Dow Jones ends over 300 points higher as S&P 500 rebounds from biggest drop in 3 months


U.S. stocks finished higher on Thursday as Wall Street clawed back from a sharp selloff in the previous session that sent the S&P 500 to its biggest one-day decline since September, while investors awaited a fresh reading of the Fed’s preferred inflation measure due out Friday morning.

What happened

  • The Dow Jones Industrial Average
    rose 322.35 points, or 0.9%, to finish at 37,404.35.

  • The S&P 500
    finished 48.40 points higher, or up 1%, at 4,746.75.

  • The Nasdaq Composite
    advanced 185.92 points, or 1.3%, to end at 14,963.87.

On Wednesday, the Dow fell 476 points, or 1.3%, while the S&P 500 and Nasdaq each declined 1.5%. It was the largest one-day decline in the S&P 500 since Sept. 26, while the Dow and Nasdaq snapped nine-day winning streaks, according to Dow Jones Market Data.

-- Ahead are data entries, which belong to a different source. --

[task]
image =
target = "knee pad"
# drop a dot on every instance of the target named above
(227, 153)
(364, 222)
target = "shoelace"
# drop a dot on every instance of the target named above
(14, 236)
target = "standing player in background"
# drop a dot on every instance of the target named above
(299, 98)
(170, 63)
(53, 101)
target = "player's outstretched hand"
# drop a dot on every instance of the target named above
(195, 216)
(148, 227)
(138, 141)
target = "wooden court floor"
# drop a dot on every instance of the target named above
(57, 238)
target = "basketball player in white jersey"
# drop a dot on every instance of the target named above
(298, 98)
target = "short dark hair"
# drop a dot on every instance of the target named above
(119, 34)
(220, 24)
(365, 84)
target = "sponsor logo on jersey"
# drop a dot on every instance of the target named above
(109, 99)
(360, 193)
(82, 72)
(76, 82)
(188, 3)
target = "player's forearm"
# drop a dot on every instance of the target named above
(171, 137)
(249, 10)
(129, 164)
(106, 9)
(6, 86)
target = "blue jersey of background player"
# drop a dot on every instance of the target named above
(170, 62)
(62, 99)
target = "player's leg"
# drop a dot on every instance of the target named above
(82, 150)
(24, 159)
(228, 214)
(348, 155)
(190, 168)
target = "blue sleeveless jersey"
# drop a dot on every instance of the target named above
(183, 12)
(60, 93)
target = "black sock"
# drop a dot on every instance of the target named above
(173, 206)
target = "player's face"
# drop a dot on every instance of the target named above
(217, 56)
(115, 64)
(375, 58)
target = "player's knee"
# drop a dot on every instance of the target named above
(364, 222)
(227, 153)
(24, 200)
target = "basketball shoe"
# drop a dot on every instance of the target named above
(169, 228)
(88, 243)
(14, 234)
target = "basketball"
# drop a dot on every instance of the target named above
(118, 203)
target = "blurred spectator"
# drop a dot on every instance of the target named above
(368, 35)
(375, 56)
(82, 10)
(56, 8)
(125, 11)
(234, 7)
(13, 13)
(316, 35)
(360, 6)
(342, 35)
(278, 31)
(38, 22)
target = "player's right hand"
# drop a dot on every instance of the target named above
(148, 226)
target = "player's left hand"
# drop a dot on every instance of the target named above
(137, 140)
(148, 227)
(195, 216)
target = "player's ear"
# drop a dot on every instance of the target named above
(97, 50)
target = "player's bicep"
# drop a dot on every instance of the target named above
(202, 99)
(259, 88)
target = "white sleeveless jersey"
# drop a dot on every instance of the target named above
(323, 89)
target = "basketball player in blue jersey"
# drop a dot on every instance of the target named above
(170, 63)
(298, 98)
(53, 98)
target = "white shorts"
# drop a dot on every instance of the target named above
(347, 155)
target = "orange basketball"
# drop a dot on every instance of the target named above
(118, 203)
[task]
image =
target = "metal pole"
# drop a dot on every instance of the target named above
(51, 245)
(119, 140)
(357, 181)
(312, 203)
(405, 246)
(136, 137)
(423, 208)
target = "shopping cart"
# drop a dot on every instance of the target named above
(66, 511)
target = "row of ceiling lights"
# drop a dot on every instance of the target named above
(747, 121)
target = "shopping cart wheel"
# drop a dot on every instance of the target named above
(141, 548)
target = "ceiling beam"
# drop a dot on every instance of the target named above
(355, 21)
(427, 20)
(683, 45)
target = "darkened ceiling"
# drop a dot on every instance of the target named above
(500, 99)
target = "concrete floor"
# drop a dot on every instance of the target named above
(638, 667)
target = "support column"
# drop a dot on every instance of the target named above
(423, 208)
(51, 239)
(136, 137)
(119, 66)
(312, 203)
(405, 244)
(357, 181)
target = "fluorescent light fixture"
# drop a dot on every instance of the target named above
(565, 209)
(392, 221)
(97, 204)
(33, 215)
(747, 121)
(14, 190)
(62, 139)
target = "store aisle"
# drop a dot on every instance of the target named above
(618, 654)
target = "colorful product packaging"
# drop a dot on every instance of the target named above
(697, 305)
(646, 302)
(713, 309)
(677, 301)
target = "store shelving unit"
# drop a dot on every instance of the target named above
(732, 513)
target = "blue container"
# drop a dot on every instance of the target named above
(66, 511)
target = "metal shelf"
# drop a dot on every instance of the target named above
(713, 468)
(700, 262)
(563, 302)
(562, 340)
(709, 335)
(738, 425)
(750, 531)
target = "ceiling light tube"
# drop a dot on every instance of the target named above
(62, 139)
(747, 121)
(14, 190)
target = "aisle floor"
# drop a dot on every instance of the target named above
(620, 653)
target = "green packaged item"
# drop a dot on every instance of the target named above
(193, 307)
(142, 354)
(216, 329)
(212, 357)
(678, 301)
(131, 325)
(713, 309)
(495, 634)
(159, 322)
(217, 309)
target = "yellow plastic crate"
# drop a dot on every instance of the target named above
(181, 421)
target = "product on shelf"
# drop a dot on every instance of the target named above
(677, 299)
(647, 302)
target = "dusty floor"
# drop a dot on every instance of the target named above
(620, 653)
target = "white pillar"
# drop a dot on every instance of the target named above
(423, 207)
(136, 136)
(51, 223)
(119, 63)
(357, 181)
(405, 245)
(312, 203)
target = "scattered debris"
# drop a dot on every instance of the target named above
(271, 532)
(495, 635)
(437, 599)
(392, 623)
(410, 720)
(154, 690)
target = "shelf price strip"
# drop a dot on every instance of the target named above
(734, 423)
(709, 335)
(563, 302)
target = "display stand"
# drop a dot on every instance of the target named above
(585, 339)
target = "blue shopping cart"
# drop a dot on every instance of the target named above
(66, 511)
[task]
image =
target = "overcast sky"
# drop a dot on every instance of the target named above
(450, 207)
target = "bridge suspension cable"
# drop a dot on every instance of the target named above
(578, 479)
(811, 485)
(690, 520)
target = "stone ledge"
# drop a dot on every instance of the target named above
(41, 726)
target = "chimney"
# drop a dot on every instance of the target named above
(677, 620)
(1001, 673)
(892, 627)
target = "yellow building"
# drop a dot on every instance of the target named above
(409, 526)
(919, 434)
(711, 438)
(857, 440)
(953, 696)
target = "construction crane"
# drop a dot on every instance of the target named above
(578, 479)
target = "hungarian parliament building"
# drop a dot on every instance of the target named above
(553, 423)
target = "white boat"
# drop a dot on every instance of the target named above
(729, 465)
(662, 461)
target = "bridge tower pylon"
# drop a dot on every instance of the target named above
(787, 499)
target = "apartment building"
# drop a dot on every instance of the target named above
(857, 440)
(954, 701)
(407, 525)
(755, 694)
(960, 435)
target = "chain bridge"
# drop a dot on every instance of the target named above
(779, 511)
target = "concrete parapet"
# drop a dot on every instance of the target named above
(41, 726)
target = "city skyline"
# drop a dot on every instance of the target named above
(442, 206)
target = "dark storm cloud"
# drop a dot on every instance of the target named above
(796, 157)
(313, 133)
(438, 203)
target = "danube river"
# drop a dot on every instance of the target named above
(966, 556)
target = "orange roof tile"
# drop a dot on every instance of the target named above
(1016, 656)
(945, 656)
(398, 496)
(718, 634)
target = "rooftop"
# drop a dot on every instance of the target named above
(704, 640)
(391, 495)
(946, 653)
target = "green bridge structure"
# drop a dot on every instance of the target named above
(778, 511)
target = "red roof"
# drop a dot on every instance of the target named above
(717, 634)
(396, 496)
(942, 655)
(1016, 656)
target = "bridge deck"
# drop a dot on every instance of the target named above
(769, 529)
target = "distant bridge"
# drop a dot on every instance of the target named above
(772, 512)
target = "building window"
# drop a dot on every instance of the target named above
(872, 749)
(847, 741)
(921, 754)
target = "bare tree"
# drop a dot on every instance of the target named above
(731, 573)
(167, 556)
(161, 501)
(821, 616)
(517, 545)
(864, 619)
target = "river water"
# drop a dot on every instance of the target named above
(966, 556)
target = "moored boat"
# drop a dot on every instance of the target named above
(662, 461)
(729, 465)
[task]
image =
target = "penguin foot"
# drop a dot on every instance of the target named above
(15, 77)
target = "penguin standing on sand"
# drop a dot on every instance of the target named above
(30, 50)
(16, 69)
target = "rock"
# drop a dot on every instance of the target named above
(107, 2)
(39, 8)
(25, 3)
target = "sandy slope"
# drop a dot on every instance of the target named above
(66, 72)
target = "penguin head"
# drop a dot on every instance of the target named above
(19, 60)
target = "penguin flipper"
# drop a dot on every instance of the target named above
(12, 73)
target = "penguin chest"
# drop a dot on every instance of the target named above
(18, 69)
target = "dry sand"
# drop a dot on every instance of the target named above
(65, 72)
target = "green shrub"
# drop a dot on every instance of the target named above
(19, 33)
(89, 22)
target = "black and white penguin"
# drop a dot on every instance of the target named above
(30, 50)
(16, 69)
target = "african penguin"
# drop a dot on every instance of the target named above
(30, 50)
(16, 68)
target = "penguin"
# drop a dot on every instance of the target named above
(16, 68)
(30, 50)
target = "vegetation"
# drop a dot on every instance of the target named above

See: Was stock market’s midweek dip a ‘one-day wonder’ or start of ‘decent pullback’?

What drove markets

A round of economic data Thursday may have helped U.S. stocks find their footing after the sharp pullback seen late in the previous session.

The Labor Department said first-time jobless claims rose by 2,000 to 205,000 in the week ending Dec. 16. Economists had forecast new claims in the week ending Dec. 16 to total 215,000.

U.S. third-quarter gross domestic product was cut to show annualized growth of 4.9% against an initial estimate of 5.2%, while the Philadelphia Fed’s activity index fell further into negative territory.

These economic data weren’t “earth-shattering numbers,” but they still proved that a cooling economy will keep the Fed on track to cut rates in the “not-too-distant future,” said Chris Larkin, managing director for trading and investing at E-Trade from Morgan Stanley, in emailed comments on Thursday.

Read: Four out of five industry sectors are overbought, say Citi strategists, as Morgan Stanley index turns negative

Exhilarated by expectations for Federal Reserve rate cuts by the first half of 2024, Wall Street sent stocks soaring hard and fast in the past week, with the S&P 500 less than 1% shy of its record set nearly two years ago.

However, stocks took a turn for the worse on Wednesday, snapping a nine-day win streak for the Dow and Nasdaq. While there wasn’t any clear fundamental trigger for the selloff, trading in derivatives known as zero-day-to-expiry options (0DTE) may have played a role, according to several market watchers. Overbought technical conditions and thin volume also were cited as likely factors.

Still, the selloff implies the year-end rally isn’t on solid footing, since fundamentals don’t justify the current level of stock market, said Don Calcagni, chief investment officer at Mercer Advisors.

With the S&P 500’s forward 12-month price-to-earnings ratio at 19.3 as of Thursday, investors are “overly rosy” in their expectations for 2024, and may not be able to rationalize these levels if the Fed doesn’t cut interest rates by much as many expect, Calcagni told MarketWatch on Thursday.

See: Why stock-market bulls say ’embrace weakness’ after biggest stumble in 3 months

In other economic data, the leading economic index fell 0.5% in November, falling for the 20th month in a row, and continued to signal a recession ahead.

Friday morning brings the release of the November personal consumption expenditure index, which includes the Fed’s favored inflation gauge.

Companies in focus

  • Shares of Nio Inc.
     finished 4.7% higher on Thursday as investors appeared to shrug off a report in The Wall Street Journal that the Biden administration is considering raising tariffs on electric vehicles made in China. 

  • Micron Technology Inc.
    shares jumped 8.6% after the chip maker’s results came in better than expected. US. chip stocks rose broadly, with Intel 
    up 2.9% and Nvidia
    rising 1.8%.

  • Shares of Carnival Corp.
    gained 6.2% after the cruise operator reported fiscal fourth-quarter results that beat expectations and provided an upbeat full-year profitability outlook.